What would you build, if you could create anything?
In North Carolina, Dr. Anthony Atala is printing an ear using a 3D bio-printer. He says it is "the same printing technology you have at home, but instead of printing sheets of paper with ink, we're actually printing tissues with cells." Dr. Atala's goal is to transplant 3D printed organs directly into patients.
3D printing is being widely used in making functional parts in many industries, such as aerospace. 3D printed parts are often lighter and cheaper than parts made with traditional methods. Hollywood is using 3D printing to make costumes, like parts and suits in Iron Man 2.
Hod Lipson from Cornell University is a leading experts on 3D printing. He has done research in 3D printing, product design, artificial intelligence, and smart materials. His recently book "Fabricated" tells the story of 3D printers and describes our emerging world of printable products, where people design and 3D print their own creations as easily as they edit an online document.
"A 3D printer transforms digital information into a physical object by carrying out instructions from an electronic design file, or "blueprint." Guided by a design file, a 3D printer lays down layer after layer of a raw material to "print" out an object. That's not the whole story, however. The magic happens when you plug a 3D printer into today's mind-boggling digital technologies. Add to that the Internet, tiny, low cost electronic circuitry, radical advances in materials science and biotech and voila! The result is an explosion of technological and social innovation."
3D printing has gone main stream. Bre Pettis, co-founder of Makerbot, tells that more than 15,000 makerbot 3D printer has been sold. Their biggest customers are NASA and GE. He calls the arrival of 3D printing the new industrial revolution.
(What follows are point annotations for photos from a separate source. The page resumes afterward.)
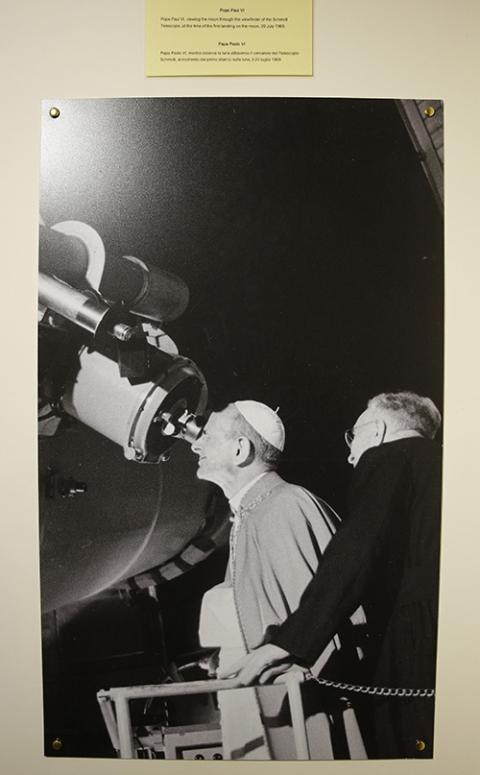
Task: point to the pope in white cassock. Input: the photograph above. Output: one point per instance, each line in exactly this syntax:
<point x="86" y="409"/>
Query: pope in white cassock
<point x="279" y="533"/>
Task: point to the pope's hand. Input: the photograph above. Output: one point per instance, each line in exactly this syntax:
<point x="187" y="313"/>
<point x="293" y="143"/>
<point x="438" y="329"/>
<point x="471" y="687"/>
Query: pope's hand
<point x="253" y="665"/>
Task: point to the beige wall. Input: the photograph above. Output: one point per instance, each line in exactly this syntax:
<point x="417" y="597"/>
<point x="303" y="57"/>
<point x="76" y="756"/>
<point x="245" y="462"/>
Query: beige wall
<point x="369" y="48"/>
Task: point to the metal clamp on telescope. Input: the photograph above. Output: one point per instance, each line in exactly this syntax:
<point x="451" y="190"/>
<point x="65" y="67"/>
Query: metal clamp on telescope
<point x="140" y="396"/>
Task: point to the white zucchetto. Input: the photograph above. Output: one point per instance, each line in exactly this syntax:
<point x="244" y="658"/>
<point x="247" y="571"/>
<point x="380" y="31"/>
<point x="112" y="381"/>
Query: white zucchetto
<point x="265" y="421"/>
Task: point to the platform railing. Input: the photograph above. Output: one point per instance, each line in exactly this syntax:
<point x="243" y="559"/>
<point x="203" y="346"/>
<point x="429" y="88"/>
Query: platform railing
<point x="115" y="708"/>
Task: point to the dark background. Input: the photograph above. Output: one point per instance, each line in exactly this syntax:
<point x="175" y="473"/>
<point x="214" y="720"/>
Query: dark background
<point x="312" y="247"/>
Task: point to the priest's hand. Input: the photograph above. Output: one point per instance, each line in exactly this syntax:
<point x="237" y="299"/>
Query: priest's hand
<point x="264" y="663"/>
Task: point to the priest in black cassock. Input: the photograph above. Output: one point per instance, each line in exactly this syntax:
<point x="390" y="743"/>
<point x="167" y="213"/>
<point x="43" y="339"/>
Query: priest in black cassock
<point x="385" y="556"/>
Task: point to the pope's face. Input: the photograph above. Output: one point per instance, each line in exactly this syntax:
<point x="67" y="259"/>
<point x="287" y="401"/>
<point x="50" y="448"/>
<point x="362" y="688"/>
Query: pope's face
<point x="215" y="448"/>
<point x="367" y="433"/>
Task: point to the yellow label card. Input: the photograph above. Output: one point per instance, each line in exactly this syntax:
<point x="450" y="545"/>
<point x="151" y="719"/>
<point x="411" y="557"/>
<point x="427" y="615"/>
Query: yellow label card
<point x="211" y="37"/>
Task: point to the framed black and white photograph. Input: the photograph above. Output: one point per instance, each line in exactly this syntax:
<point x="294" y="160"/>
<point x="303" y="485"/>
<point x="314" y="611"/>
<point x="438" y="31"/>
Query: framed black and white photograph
<point x="215" y="273"/>
<point x="239" y="398"/>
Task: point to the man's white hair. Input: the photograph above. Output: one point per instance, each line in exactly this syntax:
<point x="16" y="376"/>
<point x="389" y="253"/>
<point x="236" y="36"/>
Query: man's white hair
<point x="267" y="453"/>
<point x="409" y="411"/>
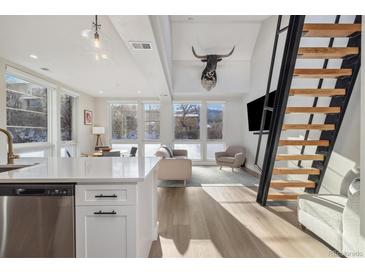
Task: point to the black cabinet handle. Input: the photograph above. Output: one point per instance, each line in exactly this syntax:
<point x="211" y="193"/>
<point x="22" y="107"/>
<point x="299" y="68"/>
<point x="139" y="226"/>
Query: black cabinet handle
<point x="105" y="213"/>
<point x="106" y="196"/>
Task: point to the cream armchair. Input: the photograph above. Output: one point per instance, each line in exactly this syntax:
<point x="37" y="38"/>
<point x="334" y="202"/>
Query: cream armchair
<point x="234" y="157"/>
<point x="177" y="167"/>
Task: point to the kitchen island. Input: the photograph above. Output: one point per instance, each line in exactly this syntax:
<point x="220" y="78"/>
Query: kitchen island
<point x="115" y="200"/>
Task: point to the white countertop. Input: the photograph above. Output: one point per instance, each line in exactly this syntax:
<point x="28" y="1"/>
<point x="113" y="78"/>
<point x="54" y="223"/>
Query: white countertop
<point x="81" y="170"/>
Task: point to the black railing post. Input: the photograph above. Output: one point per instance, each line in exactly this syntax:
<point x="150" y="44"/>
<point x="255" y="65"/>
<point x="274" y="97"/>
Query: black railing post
<point x="265" y="109"/>
<point x="294" y="34"/>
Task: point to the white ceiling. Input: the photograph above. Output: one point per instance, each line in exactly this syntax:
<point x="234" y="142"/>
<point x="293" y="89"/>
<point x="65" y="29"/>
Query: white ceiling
<point x="213" y="35"/>
<point x="58" y="43"/>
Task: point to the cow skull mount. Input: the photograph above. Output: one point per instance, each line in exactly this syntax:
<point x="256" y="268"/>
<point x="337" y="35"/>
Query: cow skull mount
<point x="209" y="75"/>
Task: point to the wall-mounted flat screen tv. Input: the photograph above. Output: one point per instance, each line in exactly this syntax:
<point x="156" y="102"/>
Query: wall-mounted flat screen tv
<point x="254" y="112"/>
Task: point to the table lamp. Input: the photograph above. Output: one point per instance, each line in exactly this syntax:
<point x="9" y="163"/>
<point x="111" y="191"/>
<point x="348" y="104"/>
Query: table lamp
<point x="98" y="131"/>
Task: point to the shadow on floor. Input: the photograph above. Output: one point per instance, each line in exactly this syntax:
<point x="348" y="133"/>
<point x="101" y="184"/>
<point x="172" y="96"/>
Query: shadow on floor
<point x="194" y="222"/>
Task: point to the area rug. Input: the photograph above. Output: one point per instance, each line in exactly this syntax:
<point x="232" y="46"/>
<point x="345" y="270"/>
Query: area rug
<point x="213" y="176"/>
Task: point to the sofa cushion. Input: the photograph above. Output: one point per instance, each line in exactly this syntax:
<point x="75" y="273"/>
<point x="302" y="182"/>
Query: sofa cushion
<point x="326" y="208"/>
<point x="180" y="157"/>
<point x="354" y="187"/>
<point x="169" y="150"/>
<point x="226" y="159"/>
<point x="162" y="152"/>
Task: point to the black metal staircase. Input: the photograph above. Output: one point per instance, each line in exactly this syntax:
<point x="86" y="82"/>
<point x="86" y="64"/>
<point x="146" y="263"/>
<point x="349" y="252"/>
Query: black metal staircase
<point x="340" y="95"/>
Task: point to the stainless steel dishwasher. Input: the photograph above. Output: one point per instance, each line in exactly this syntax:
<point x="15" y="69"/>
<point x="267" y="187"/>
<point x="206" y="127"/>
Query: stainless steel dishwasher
<point x="37" y="220"/>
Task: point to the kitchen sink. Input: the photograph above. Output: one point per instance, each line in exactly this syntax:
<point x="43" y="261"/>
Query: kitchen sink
<point x="5" y="168"/>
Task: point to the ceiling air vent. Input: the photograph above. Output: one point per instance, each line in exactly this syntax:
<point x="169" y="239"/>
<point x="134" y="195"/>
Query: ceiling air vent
<point x="141" y="45"/>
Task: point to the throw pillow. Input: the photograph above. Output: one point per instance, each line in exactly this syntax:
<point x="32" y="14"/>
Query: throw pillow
<point x="169" y="150"/>
<point x="162" y="153"/>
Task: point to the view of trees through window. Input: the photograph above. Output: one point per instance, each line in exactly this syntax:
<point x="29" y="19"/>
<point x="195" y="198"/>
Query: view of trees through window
<point x="152" y="121"/>
<point x="66" y="106"/>
<point x="124" y="121"/>
<point x="187" y="121"/>
<point x="26" y="109"/>
<point x="215" y="121"/>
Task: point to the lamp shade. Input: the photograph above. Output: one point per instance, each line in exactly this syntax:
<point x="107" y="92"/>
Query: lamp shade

Makerbot's online marketplace Thingiverse allows 3D models to be shared and downloaded for free. "Back in 2008, you could download movie, you could download music, but you couldn't download things," explains Pettis.
Cody Wilson in Austin, Texas, a law student wants to build a printable gun, that anyone can download and build using a 3D printer. "I don't think you should be armed, right? But I think you should have the choice to be," he says. He is printing gun parts for avoiding breaking any laws.
3D printers have arrived: You can make anything you want, just by pressing "print". "welcome to your printable future." says Wilson.